The results showed that the children of the parents who took the workshop behaved significantly better afterward, at least in the short term.
These results aren't too surprising, but don't really prove that the classes are teaching anything useful. Maybe just inducing parents to reflect on what they are doing causes them to do better. It would be more interesting if someone did an experiment like this comparing different parenting theories.

Sunday, April 01, 2007

Paranoid parents don't allow bicycles

An LA Times op-ed says:
"Haven't you heard about all of the predators in this area?" asked a father.

"No, I haven't," I said. "I think this is a pretty safe neighborhood."

"You'd be surprised," he replied, lowering his eyebrows. "You should read the Megan's Law website." He continued: "You know how to solve the traffic problem around this school? Get rid of all the predators. Then you won't have any more traffic."
The article describe how kids aren't allowed to ride bicycles anymore.

Don't-mess-with-Texas justice

Texas news:
ARLINGTON, Texas -- Darrell Roberson came home from a card game late one night to find his wife rolling around with another man in a pickup truck in the driveway.

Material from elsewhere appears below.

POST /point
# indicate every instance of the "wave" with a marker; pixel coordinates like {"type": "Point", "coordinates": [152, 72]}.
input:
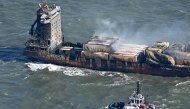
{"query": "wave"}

Caught in the act with her lover, Tracy Denise Roberson -- thinking quickly, if not clearly -- cried rape, authorities say. Her husband pulled a gun and killed the other man with a shot to the head.

On Thursday, a grand jury handed up a manslaughter indictment against the wife, not the husband.

In a case likely to reinforce the state's reputation for don't-mess-with-Texas justice, the grand jury declined to charge the husband with murder, the charge on which he was arrested by police.
Wow, a woman might actually suffer an adverse consequence to making a false rape charge. Besides her lover getting shot, that is.

Boy caught using slang in email

UK news:
A father criticised a police force today for launching an investigation after his ten-year-old son allegedly called a schoolfriend "gay" in an email.

Company director Alan Rawlinson said he was astounded after two police officers arrived at his home in Bold Heath, Cheshire, to speak to his son George.

The officers were called earlier this month after a parent complained that George had called her son a "gay boy" in an email.

Mr Rawlinson, 41, said: "I could not believe what I was hearing when the officers told me.

"They told me they considered it a very serious offence, I thought they were joking at first. ...

"The use of the word gay would imply this is homophobic but we would be hard-pushed to say this is a homophobic crime."
I thought that "gay" was a preferred term.